President visits Serbian Museum in Corfu

By visiting the Serbian Museum of Corfu on Sunday, Serbian President Tomislav Nikolić rounded off his three-day visit to Greece.

Source: Tanjug

Nikolić presented the museum, known as the Serbian House, a framed map showing the retreat of the Serbian Kingdom's Army across the Albanian mountain ranges to the Adriatic Sea during the First World War.

While retreating over Albania, the Serbian soldiers carried with them the first page of the original Miroslav's Gospel manuscript, one of the oldest surviving documents written in Old Church Slavonic and Cyrillic.

On Sunday, Nikolić presented the museum with "a unique copy" of the page.

“Here, on Corfu and Vido, only Serbs and Greeks can speak out. Others will bow their heads and admire the Serbs and Greeks,” the Serbian president wrote in the museum's guest book.
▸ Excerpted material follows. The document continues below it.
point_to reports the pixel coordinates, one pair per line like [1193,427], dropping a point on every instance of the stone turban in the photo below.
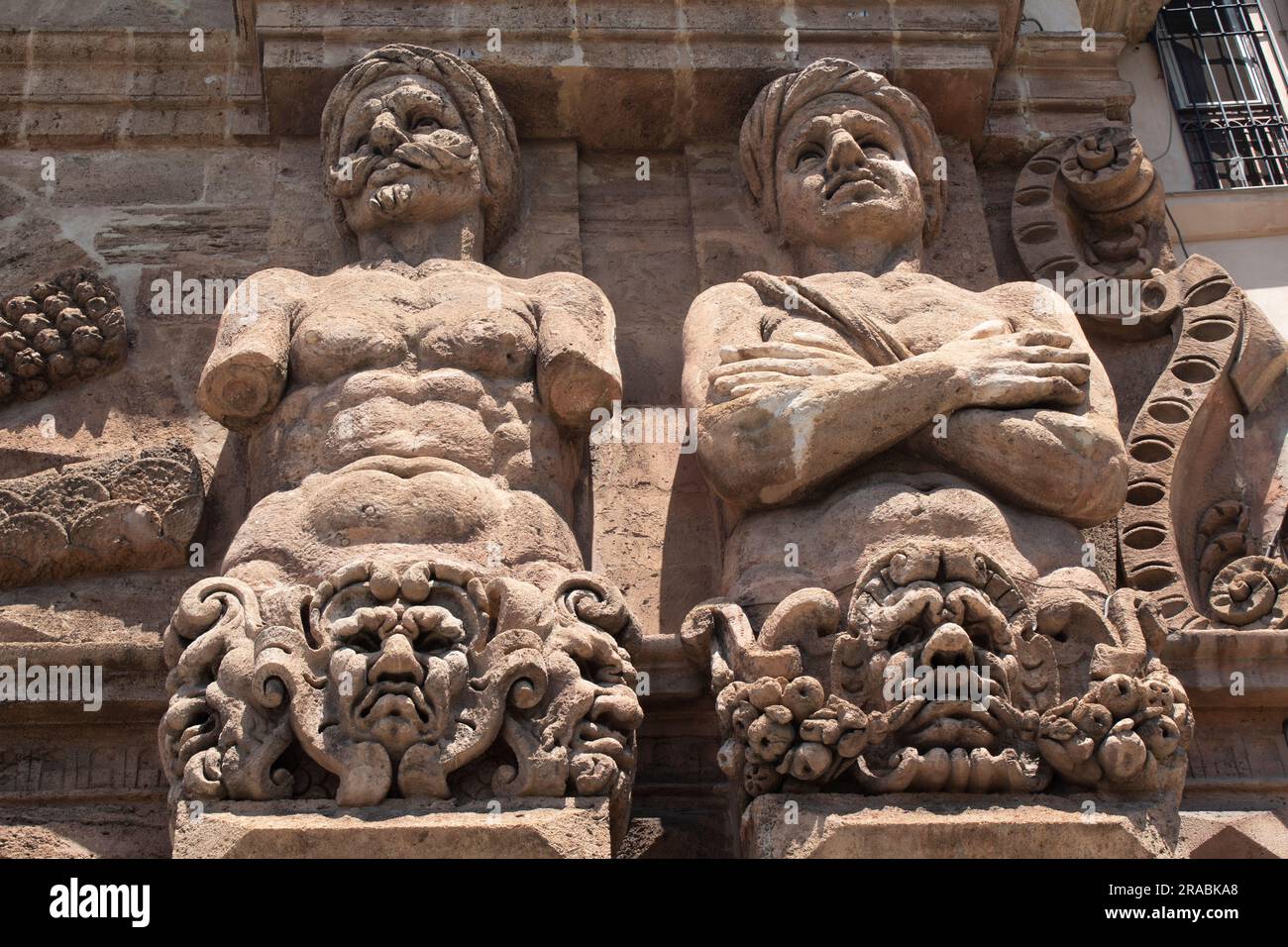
[485,121]
[782,98]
Nikolić said on the occasion that nothing could jeopardize the great friendship between the two nations.

“Serbia has overcome all challenges, and with friends like these (the Greeks), it will also overcome the one it is facing right now," said Nikolić, who arrived on a visit to Greece as the head of a Serbian delegation on Friday, at the invitation of the country's president, Carolos Papoulias.

“We had meetings with Greece's most senior representatives and became confident of the love and respect that Serbs and Greeks foster towards each other and of the relationship that have lasted for centuries and that will continue through the ages to come,” the Serbian president said summing up the results of his visit to Athens.

Serbian House curator Ljubomir Saramandić showed the president the permanent exhibition of the museum, noting that Serbia and its citizens should never forget the Blue Tomb - some 5,000 Serbian soldiers buried at the bottom of the Ionian Sea.

During his stay in Greece, Nikolić visited the Serbian Orthodox monastic community in Hilandar Monastery on Mount Athos.